Dip your finger in Chantilly cream; summon unto you, my lips.
Mars breathes methane, sends plumes into the atmosphere, lost hieroglyphs spiking pyramids into summer. Water may once have flown here; pebbles line the river channel. Look too long, your eyes will sketch footprints along the waterline. My student tells me:
“Methane only survives a short time. It shouldn’t be there. Something is…replenishing it.”
I think: even if it is only serpentinization, iron-bearing rocks reacting with water… there is water. All my body’s molecules rise to peer east at the red planet. You and I know it takes more than eyes to see what thrives below the surface, to skein our fingers through dimensions. Bohr says we must unsharpen. The peppered moth sees with its skin; dermal photoreception means that if blinded, it still changes color to mimic environment. How would you illuminate if you could drink Earth and Mars with your skin, drench your own irridophores iridescent?

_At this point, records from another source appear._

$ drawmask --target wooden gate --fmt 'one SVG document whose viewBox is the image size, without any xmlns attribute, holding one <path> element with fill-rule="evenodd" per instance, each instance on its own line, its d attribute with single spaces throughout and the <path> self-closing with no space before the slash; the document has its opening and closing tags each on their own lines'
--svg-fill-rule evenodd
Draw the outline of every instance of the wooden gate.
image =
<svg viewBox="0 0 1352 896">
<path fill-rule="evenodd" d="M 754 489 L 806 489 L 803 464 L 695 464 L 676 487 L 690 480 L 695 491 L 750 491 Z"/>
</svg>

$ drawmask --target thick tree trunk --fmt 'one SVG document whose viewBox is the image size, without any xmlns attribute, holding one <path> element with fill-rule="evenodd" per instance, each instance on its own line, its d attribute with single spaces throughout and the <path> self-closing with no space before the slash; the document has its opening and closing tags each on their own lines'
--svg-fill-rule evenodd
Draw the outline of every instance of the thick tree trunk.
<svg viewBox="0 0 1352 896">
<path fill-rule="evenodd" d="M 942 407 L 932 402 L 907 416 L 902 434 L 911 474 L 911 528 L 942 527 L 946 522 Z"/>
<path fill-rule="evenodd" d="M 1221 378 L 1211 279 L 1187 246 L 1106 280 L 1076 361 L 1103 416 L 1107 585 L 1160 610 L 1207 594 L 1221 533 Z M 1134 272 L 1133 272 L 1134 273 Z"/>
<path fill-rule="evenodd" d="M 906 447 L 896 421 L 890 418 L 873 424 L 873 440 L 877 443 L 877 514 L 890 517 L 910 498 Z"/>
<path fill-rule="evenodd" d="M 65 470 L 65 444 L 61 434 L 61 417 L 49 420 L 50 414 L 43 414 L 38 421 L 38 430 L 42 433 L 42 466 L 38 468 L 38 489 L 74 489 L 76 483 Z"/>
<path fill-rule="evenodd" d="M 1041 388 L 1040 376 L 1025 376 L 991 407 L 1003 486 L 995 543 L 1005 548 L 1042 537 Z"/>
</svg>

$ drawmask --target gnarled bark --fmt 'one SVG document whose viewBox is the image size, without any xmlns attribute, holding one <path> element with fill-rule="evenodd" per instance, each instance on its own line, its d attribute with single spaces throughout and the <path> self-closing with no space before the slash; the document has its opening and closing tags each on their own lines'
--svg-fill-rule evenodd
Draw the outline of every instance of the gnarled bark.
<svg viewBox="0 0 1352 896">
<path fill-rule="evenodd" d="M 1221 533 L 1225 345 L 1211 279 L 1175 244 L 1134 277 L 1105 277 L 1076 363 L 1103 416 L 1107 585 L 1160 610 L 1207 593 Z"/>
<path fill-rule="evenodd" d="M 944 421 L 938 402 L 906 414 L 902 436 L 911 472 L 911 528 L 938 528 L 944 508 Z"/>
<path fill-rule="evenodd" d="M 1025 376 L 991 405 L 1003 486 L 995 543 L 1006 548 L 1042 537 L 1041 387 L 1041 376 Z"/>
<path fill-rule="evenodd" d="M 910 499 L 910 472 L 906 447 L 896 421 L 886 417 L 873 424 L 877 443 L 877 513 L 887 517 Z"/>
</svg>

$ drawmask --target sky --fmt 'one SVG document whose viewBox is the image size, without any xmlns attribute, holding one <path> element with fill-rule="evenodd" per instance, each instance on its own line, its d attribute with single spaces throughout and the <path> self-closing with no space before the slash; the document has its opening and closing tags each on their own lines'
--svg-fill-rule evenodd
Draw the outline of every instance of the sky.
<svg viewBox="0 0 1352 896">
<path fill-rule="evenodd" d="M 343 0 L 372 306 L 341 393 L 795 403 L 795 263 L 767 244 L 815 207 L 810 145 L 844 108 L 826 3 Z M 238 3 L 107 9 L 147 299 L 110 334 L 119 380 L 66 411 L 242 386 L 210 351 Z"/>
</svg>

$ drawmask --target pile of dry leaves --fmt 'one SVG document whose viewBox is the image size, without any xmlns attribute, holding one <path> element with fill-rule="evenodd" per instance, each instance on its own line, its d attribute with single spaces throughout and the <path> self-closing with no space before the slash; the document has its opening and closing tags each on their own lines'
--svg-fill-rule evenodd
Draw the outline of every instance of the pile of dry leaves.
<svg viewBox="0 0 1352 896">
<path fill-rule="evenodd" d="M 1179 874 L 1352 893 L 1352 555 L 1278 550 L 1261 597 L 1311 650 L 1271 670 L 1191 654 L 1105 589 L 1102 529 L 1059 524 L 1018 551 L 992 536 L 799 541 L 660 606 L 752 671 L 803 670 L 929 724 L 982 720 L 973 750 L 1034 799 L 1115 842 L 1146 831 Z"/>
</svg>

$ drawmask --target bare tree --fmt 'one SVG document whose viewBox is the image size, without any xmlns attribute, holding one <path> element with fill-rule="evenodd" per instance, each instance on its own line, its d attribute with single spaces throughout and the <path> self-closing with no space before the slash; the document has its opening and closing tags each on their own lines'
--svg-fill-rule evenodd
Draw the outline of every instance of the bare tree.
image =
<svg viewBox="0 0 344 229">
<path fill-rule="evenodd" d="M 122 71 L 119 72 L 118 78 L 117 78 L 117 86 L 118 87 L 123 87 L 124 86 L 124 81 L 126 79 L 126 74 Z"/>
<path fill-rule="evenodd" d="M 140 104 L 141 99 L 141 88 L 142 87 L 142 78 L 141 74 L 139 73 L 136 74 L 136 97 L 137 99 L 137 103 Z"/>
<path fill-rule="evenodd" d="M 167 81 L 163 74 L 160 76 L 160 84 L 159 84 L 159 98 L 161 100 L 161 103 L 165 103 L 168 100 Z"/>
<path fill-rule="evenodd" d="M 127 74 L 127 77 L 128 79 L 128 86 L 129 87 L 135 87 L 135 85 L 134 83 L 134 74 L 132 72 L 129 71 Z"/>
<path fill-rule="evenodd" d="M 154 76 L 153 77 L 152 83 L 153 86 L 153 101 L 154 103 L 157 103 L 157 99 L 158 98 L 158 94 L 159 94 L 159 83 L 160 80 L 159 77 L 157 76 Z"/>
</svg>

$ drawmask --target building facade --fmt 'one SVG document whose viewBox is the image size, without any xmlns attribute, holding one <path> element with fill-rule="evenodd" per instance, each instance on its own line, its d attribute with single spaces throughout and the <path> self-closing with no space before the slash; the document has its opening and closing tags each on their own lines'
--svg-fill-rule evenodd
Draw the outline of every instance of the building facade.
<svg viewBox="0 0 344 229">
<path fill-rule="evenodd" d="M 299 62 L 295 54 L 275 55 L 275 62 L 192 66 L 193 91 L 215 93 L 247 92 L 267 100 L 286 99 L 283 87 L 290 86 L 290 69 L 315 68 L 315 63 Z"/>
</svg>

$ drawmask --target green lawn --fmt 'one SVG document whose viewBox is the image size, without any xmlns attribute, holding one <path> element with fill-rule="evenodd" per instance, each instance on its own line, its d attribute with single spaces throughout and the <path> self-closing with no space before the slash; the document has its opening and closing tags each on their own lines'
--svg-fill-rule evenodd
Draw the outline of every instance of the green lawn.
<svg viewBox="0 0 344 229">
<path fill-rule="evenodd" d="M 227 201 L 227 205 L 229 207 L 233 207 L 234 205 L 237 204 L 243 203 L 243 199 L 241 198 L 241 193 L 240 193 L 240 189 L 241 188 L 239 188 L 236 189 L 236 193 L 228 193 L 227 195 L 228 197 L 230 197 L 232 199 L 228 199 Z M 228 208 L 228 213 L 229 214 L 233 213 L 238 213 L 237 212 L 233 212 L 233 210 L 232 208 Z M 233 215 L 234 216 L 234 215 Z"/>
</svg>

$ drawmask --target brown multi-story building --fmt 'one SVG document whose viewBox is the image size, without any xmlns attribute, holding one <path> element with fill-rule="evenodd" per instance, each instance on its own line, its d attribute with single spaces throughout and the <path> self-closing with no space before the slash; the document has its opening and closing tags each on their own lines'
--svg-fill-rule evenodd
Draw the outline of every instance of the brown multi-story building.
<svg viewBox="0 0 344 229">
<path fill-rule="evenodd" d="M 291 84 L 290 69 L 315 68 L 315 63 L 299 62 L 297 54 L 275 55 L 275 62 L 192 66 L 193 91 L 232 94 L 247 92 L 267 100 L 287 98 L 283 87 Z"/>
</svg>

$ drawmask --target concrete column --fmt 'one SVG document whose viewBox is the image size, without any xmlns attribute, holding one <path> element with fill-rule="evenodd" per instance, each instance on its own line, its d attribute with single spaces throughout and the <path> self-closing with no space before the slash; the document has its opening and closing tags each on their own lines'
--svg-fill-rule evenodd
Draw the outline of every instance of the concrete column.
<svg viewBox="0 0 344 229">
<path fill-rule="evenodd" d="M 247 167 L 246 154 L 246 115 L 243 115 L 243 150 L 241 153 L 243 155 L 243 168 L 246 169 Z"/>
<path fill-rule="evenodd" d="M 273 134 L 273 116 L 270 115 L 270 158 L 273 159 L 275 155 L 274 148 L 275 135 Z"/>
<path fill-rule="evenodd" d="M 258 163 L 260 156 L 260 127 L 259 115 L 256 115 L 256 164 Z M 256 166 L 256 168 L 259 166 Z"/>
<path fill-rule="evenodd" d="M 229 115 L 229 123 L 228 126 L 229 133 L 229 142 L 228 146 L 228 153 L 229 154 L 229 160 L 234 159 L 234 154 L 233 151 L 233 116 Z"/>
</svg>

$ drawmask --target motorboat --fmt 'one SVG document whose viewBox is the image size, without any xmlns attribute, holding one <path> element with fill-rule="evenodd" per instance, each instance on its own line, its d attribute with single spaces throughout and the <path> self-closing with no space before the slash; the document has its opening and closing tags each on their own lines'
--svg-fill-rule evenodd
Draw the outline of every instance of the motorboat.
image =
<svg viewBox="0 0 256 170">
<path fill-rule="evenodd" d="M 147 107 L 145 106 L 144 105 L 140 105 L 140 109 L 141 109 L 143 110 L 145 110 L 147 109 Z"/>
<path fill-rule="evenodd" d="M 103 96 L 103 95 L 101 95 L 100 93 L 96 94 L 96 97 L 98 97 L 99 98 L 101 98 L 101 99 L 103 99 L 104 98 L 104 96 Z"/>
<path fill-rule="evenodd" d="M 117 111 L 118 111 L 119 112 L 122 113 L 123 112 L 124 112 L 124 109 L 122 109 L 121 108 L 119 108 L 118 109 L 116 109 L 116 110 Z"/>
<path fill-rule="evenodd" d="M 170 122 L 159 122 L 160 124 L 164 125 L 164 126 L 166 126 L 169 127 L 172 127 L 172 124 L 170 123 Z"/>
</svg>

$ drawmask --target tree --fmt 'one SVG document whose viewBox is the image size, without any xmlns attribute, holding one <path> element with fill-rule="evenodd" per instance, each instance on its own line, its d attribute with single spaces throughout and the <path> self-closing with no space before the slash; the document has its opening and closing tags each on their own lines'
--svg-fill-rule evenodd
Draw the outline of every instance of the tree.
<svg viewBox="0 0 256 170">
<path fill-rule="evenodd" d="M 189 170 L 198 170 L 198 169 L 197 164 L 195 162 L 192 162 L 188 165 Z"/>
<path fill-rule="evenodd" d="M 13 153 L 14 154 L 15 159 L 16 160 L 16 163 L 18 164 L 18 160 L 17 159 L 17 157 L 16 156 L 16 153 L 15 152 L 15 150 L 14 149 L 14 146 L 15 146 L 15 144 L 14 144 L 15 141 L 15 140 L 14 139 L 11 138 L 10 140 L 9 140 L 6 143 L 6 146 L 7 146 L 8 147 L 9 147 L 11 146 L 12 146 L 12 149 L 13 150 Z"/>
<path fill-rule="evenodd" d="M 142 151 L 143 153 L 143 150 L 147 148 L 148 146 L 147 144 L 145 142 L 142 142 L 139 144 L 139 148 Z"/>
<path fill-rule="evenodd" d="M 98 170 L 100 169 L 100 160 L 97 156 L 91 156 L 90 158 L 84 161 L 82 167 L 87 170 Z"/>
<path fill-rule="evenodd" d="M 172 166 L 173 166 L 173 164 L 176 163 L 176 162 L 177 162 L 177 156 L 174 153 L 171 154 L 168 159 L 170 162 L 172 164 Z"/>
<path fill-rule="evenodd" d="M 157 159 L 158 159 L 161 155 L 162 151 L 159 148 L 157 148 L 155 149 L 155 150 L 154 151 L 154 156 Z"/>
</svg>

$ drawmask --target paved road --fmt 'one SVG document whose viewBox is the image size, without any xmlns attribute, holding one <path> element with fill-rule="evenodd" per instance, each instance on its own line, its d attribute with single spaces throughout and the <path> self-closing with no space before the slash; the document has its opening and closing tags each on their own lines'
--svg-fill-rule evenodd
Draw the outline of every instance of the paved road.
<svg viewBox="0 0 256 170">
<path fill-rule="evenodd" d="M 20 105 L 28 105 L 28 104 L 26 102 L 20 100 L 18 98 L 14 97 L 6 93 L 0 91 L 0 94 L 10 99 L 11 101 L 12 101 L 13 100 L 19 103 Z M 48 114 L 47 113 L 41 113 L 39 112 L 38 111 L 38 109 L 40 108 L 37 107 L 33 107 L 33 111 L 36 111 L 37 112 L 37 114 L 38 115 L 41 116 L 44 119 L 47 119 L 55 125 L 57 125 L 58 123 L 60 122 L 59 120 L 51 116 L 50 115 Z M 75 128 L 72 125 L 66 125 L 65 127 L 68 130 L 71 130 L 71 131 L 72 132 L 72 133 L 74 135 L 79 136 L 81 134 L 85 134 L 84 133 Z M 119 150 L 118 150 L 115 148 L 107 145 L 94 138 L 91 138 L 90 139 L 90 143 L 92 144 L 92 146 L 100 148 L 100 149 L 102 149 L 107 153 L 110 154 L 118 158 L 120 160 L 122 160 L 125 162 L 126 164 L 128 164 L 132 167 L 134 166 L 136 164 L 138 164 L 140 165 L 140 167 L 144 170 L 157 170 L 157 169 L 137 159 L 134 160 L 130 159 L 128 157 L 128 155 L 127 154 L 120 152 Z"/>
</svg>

Spread this old white blanket, just so, under the ancient olive tree; anchor corners with kicked-off shoes, the full basket, keys you know you’ve lost this way again and again. Bring out sweet dark cherries, soft white cheese, pour red wine into blue enamel cups; pour fingertips and mouths toward angles of repose. Be still, now, and let the pinyon jays alight: a quickening of dovesoft bluegrey, if water were silk and feathered, voiced with marjoram and leaving. A quick rain spangles the air with petrichor, entangles with sparks as the train comes by.
We granulate, come to valence, falling through; our bodies and voices mingle and fizz like an unfocused film, the static blurring our pulse lines in this sacred field, the final keep of the known world, where we are only visible when we collide.
Rising, we catch the holy afternoon light by its gills like a golden fish and eat it with our hands.